17. The computer program product of claim 15 wherein modifying the three-dimensional scene reconstruction model based at least in part on the refined set of two-dimensional images comprises:

estimating probability densities for pixels of the refined set of two-dimensional images; and

adjusting the set of parameters of the three-dimensional scene reconstruction model based at least in part on the estimated probability densities.

18. A method comprising:

extracting a set of features from a user prompt using a natural language processing model;

initializing a three-dimensional scene reconstruction model utilizing a set of parameters determined based at least in part on the set of features extracted from the user prompt;

generating, utilizing the three-dimensional scene reconstruction model, a set of two-dimensional images of a given scene from two or more different viewpoint perspectives;

applying an image diffusion model to the generated set of two-dimensional images to generate a refined set of two-dimensional images;

modifying the three-dimensional scene reconstruction model based at least in part on the refined set of two-dimensional images; and

utilizing the modified three-dimensional scene reconstruction model to generate a three-dimensional representation of the given scene;

wherein the method is performed by at least one processing device comprising a processor coupled to a memory.

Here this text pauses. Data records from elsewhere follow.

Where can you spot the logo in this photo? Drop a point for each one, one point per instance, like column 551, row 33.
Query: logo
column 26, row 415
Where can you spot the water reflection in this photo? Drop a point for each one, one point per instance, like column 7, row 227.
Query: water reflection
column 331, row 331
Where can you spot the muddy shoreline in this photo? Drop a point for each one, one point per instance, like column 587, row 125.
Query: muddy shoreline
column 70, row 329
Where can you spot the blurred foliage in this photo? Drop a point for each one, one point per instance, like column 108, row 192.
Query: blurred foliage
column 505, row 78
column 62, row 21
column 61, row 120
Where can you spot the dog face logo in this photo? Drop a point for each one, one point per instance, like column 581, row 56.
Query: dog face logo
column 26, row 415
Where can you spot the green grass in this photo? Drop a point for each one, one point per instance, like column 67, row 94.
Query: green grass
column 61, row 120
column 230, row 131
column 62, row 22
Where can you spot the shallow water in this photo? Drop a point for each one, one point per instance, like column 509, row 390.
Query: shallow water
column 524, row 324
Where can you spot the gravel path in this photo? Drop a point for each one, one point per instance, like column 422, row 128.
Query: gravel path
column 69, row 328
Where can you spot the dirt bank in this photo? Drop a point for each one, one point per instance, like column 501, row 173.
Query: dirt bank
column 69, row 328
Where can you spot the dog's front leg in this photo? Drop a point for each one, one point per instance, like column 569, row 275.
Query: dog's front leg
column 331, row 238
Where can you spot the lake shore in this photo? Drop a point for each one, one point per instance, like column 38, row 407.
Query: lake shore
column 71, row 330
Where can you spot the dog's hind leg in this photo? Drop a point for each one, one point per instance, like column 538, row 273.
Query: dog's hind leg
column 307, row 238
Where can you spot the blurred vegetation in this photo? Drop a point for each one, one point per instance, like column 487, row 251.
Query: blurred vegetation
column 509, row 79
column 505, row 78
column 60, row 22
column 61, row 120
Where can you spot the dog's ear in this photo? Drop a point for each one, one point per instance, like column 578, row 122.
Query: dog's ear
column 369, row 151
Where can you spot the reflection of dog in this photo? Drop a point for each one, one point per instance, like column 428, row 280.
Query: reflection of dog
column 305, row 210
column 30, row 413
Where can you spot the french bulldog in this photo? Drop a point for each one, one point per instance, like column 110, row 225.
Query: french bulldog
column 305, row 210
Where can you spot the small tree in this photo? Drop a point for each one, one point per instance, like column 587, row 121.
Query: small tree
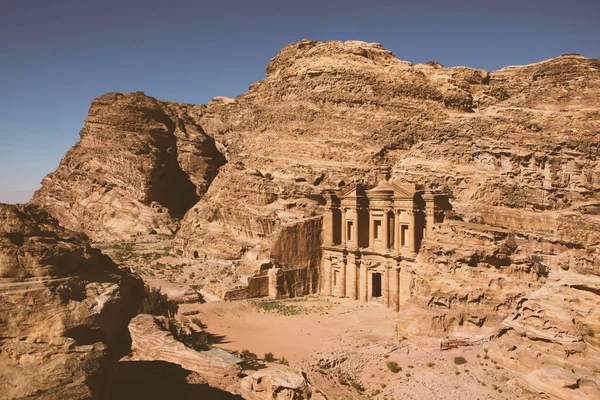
column 157, row 303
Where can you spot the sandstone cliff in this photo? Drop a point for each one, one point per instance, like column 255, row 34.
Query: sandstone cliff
column 64, row 309
column 515, row 148
column 139, row 166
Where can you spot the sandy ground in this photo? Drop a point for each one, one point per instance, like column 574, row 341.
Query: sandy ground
column 344, row 347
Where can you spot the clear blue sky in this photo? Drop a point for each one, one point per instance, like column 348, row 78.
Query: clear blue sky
column 56, row 56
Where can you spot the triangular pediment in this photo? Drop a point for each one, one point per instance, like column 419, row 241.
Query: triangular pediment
column 403, row 190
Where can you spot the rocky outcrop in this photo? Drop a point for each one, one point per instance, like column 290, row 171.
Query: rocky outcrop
column 551, row 337
column 151, row 343
column 516, row 149
column 64, row 309
column 272, row 383
column 139, row 166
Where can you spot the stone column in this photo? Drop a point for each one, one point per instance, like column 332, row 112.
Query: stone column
column 369, row 286
column 371, row 230
column 351, row 278
column 405, row 282
column 397, row 243
column 363, row 284
column 327, row 275
column 385, row 226
column 396, row 233
column 429, row 220
column 344, row 235
column 411, row 231
column 385, row 284
column 328, row 227
column 355, row 229
column 343, row 270
column 394, row 289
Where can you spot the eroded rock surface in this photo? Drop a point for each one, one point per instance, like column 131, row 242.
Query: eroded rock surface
column 139, row 166
column 151, row 343
column 516, row 149
column 64, row 309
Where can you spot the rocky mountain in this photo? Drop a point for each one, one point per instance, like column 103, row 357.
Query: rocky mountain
column 64, row 309
column 240, row 180
column 139, row 166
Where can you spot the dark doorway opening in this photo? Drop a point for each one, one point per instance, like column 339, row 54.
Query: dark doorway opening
column 376, row 286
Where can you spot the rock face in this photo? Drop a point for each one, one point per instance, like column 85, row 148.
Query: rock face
column 139, row 166
column 516, row 149
column 271, row 383
column 151, row 343
column 64, row 309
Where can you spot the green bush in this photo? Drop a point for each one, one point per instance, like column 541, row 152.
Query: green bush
column 459, row 360
column 157, row 303
column 247, row 354
column 393, row 366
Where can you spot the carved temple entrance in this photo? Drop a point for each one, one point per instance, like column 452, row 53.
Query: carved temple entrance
column 371, row 238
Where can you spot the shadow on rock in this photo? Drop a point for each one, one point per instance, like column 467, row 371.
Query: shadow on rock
column 160, row 380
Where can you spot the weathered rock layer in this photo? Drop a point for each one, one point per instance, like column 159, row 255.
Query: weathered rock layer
column 64, row 309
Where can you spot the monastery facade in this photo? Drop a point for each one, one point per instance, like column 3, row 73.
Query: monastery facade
column 371, row 237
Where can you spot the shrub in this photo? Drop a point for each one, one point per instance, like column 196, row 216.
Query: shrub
column 459, row 360
column 157, row 303
column 198, row 323
column 393, row 366
column 201, row 343
column 357, row 386
column 247, row 354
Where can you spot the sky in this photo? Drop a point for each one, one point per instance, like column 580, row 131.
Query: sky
column 57, row 56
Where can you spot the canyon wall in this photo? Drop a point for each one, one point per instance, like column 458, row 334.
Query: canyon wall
column 64, row 309
column 516, row 149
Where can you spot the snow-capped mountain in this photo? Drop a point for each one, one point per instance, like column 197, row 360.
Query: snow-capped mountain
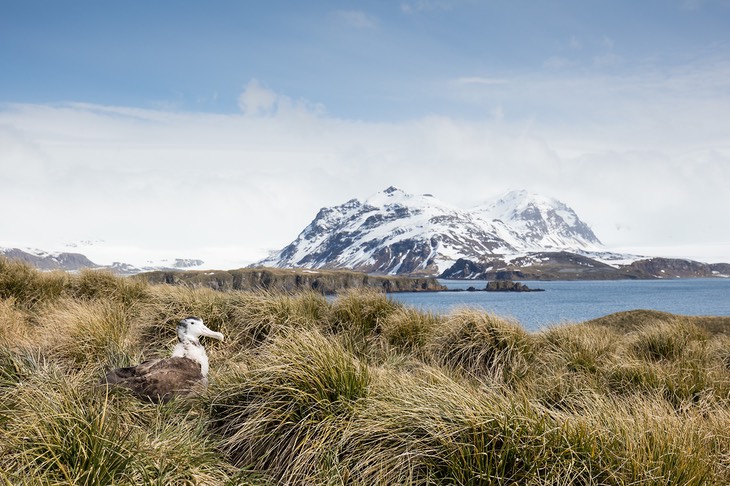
column 394, row 232
column 532, row 222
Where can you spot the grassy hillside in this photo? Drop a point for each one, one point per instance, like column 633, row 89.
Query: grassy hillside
column 358, row 390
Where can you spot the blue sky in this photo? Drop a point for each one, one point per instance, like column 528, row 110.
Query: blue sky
column 619, row 108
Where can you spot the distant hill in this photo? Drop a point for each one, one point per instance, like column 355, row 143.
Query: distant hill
column 397, row 233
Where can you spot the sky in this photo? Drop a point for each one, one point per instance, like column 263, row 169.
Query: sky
column 218, row 129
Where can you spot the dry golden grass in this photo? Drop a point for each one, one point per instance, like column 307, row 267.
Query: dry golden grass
column 355, row 390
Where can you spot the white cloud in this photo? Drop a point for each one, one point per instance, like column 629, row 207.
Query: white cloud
column 480, row 80
column 257, row 100
column 416, row 6
column 357, row 19
column 557, row 62
column 652, row 162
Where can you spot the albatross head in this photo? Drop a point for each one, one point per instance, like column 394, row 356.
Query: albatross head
column 188, row 346
column 191, row 328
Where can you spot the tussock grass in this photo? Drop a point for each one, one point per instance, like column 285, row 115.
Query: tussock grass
column 354, row 390
column 29, row 287
column 484, row 346
column 285, row 412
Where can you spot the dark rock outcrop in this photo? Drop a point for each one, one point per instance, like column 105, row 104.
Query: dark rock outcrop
column 289, row 280
column 508, row 286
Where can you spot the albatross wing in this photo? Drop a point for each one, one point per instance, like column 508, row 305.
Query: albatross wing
column 159, row 380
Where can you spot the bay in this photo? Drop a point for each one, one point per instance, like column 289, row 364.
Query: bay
column 577, row 301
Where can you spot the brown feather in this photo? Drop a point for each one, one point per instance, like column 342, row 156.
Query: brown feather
column 159, row 380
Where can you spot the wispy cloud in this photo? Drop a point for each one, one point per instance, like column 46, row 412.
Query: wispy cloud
column 357, row 19
column 467, row 80
column 557, row 62
column 256, row 178
column 415, row 6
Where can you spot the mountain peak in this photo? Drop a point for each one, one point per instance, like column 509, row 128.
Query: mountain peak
column 399, row 233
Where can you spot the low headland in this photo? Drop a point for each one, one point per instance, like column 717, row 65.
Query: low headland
column 356, row 389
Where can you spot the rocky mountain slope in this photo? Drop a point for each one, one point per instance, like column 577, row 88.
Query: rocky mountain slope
column 74, row 262
column 397, row 233
column 572, row 266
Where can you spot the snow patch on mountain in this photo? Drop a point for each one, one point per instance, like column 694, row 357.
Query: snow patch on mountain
column 395, row 232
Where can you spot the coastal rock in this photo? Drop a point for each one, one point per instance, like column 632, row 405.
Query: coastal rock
column 508, row 286
column 291, row 280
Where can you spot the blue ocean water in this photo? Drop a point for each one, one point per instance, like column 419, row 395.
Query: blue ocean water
column 577, row 301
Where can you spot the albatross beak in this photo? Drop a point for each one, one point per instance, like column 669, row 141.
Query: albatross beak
column 215, row 335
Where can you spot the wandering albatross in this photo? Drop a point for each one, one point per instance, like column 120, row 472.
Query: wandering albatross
column 159, row 380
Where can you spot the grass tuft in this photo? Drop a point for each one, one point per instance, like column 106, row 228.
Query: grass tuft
column 483, row 345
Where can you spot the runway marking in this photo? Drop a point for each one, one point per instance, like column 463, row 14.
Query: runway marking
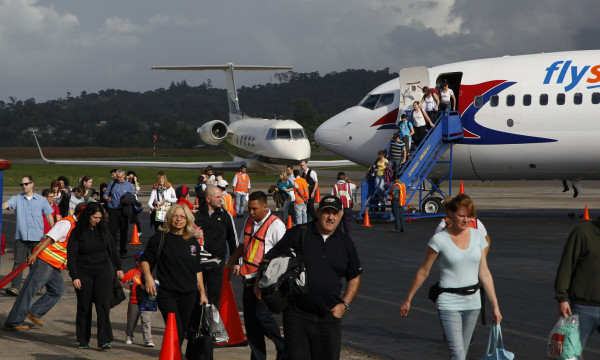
column 426, row 311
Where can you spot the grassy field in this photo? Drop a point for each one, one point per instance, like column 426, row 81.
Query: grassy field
column 43, row 174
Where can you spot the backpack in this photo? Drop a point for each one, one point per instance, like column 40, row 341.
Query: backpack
column 278, row 294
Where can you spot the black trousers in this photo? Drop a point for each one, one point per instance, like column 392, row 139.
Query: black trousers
column 119, row 226
column 96, row 288
column 311, row 337
column 181, row 304
column 212, row 274
column 259, row 323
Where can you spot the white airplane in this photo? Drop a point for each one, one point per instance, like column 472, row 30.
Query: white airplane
column 262, row 144
column 530, row 117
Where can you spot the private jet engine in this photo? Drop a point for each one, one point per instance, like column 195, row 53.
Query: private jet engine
column 213, row 132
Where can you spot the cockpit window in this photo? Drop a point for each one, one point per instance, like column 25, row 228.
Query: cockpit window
column 283, row 134
column 298, row 134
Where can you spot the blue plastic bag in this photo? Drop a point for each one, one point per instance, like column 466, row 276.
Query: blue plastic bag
column 497, row 352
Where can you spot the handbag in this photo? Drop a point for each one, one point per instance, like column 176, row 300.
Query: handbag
column 211, row 320
column 497, row 352
column 200, row 344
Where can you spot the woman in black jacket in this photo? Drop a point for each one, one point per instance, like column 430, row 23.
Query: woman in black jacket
column 92, row 260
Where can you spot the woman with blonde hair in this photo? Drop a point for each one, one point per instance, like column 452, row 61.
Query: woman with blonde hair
column 171, row 267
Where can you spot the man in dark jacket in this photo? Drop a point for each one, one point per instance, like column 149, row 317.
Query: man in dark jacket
column 219, row 237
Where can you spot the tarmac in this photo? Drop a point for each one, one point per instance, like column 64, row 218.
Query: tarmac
column 528, row 222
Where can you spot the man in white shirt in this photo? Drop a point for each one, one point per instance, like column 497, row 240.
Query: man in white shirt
column 262, row 231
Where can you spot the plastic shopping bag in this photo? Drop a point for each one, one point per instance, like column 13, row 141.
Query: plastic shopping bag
column 495, row 349
column 212, row 322
column 564, row 342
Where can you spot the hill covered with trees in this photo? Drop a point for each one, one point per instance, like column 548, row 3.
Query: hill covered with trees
column 118, row 118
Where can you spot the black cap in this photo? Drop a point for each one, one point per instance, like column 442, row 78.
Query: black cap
column 331, row 201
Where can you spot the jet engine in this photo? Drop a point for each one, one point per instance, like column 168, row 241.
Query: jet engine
column 213, row 132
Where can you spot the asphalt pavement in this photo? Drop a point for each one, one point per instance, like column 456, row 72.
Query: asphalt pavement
column 528, row 223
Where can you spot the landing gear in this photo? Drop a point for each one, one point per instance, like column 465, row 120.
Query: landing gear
column 431, row 205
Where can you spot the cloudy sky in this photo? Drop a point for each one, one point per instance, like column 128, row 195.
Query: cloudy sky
column 51, row 47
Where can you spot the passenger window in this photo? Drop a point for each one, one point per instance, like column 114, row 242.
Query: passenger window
column 283, row 133
column 297, row 134
column 494, row 100
column 478, row 101
column 510, row 100
column 370, row 101
column 385, row 100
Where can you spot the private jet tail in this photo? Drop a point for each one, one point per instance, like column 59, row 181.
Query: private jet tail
column 234, row 105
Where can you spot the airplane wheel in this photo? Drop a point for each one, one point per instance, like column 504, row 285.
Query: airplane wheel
column 432, row 205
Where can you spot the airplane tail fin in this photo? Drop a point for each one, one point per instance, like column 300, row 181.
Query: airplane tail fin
column 234, row 106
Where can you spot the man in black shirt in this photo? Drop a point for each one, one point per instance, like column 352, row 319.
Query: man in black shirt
column 219, row 235
column 313, row 327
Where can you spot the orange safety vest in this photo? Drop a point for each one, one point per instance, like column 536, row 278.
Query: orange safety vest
column 243, row 180
column 228, row 203
column 402, row 189
column 254, row 245
column 302, row 191
column 344, row 192
column 55, row 253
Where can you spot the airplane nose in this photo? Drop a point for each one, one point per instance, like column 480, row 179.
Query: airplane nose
column 329, row 135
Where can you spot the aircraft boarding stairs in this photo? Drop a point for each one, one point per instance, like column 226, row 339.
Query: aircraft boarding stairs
column 414, row 173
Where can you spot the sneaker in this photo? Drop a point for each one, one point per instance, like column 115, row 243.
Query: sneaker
column 12, row 292
column 104, row 346
column 16, row 328
column 148, row 343
column 35, row 320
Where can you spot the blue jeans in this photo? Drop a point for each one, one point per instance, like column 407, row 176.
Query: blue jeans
column 40, row 274
column 301, row 216
column 458, row 327
column 22, row 250
column 240, row 199
column 589, row 320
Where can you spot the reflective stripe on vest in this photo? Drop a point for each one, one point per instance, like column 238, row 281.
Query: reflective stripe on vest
column 55, row 253
column 302, row 191
column 344, row 192
column 254, row 248
column 243, row 180
column 402, row 189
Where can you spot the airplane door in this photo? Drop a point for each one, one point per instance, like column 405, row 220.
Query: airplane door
column 412, row 81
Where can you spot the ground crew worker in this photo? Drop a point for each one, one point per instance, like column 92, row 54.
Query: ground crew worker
column 262, row 231
column 241, row 188
column 302, row 195
column 52, row 255
column 343, row 190
column 398, row 199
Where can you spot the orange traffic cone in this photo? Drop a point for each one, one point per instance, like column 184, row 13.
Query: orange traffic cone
column 170, row 347
column 318, row 195
column 135, row 239
column 586, row 214
column 367, row 222
column 230, row 315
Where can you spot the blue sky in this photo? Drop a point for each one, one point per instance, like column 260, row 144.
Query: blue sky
column 49, row 48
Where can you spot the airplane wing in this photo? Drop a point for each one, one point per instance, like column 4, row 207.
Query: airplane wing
column 330, row 163
column 157, row 164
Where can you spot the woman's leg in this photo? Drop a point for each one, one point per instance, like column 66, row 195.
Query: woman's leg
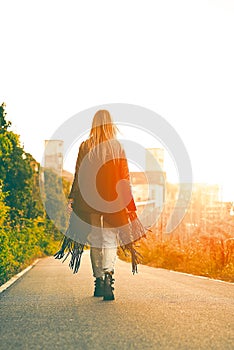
column 95, row 239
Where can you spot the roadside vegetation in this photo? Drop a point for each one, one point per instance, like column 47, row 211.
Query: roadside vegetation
column 205, row 249
column 26, row 232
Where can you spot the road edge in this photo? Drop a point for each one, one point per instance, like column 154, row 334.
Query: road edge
column 13, row 279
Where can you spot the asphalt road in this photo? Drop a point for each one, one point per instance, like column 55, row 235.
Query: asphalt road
column 50, row 308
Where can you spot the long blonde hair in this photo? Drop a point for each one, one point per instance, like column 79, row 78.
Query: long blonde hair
column 103, row 130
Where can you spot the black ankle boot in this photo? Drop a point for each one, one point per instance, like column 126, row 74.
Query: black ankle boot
column 99, row 287
column 108, row 289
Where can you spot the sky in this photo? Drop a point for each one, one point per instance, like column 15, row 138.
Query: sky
column 173, row 57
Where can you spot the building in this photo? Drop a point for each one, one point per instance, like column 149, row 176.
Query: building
column 148, row 187
column 53, row 155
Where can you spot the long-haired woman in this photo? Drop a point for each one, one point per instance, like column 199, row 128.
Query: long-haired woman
column 101, row 196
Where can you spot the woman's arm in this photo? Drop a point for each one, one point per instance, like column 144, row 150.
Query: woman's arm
column 124, row 173
column 75, row 188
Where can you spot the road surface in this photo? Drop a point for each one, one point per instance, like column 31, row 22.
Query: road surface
column 51, row 308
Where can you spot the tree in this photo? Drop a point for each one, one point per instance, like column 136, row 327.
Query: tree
column 19, row 174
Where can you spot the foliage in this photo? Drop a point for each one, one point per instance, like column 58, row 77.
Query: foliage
column 25, row 230
column 205, row 254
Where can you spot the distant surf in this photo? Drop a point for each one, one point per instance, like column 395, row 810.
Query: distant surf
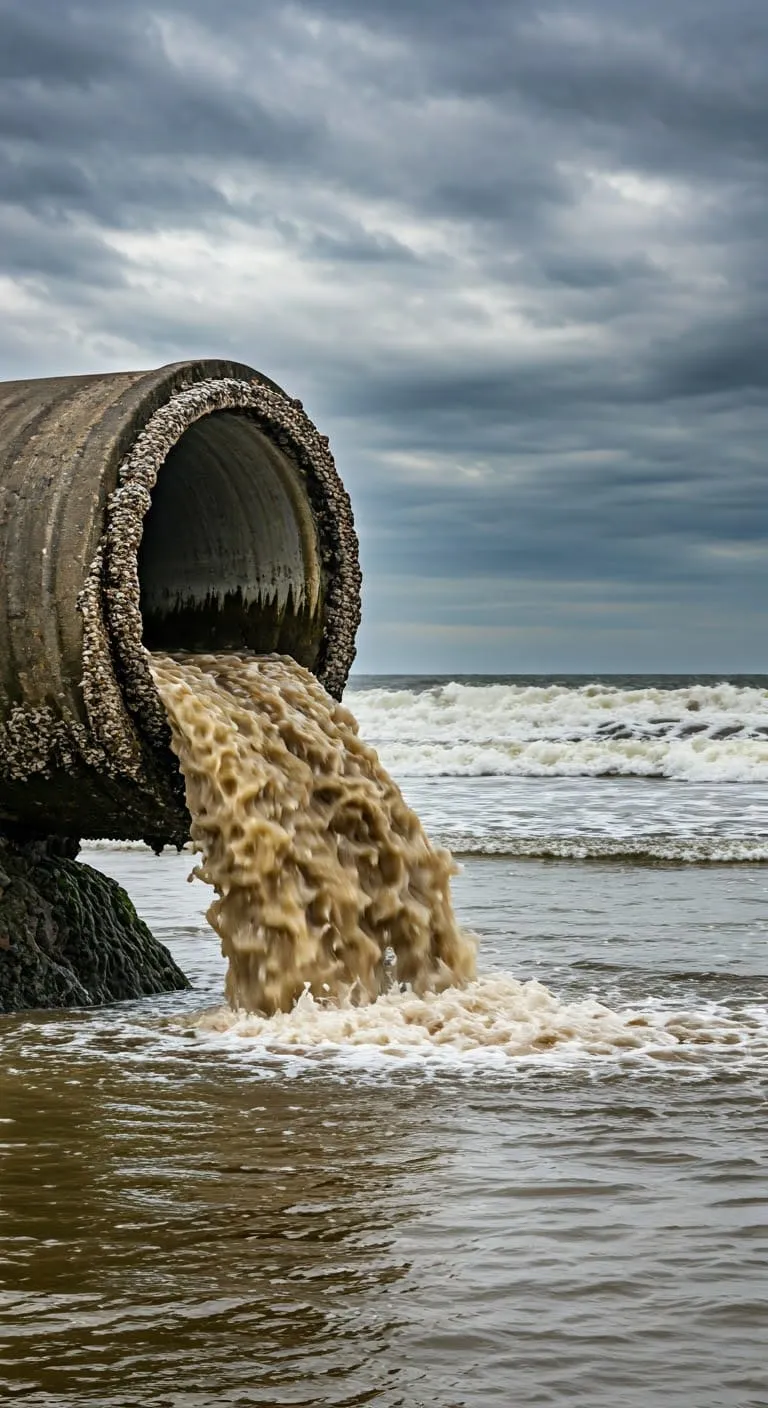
column 694, row 732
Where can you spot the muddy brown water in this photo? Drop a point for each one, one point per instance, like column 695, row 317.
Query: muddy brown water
column 399, row 1204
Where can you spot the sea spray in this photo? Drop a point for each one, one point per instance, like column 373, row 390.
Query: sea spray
column 324, row 877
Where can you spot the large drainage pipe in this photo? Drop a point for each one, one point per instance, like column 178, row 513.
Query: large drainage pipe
column 189, row 508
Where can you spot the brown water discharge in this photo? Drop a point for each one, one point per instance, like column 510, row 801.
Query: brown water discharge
column 324, row 877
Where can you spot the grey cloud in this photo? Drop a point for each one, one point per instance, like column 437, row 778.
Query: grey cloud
column 440, row 172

19. The method of claim 18 wherein the three-dimensional scene reconstruction model comprises a Neural Radiance Field (NeRF) model configured to take as input a three-dimensional position vector and a two-dimensional viewing direction and output a color and density at each of two or more points of the given scene.

20. The method of claim 18 wherein modifying the three-dimensional scene reconstruction model based at least in part on the refined set of two-dimensional images comprises:

estimating probability densities for pixels of the refined set of two-dimensional images; and

adjusting the set of parameters of the three-dimensional scene reconstruction model based at least in part on the estimated probability densities.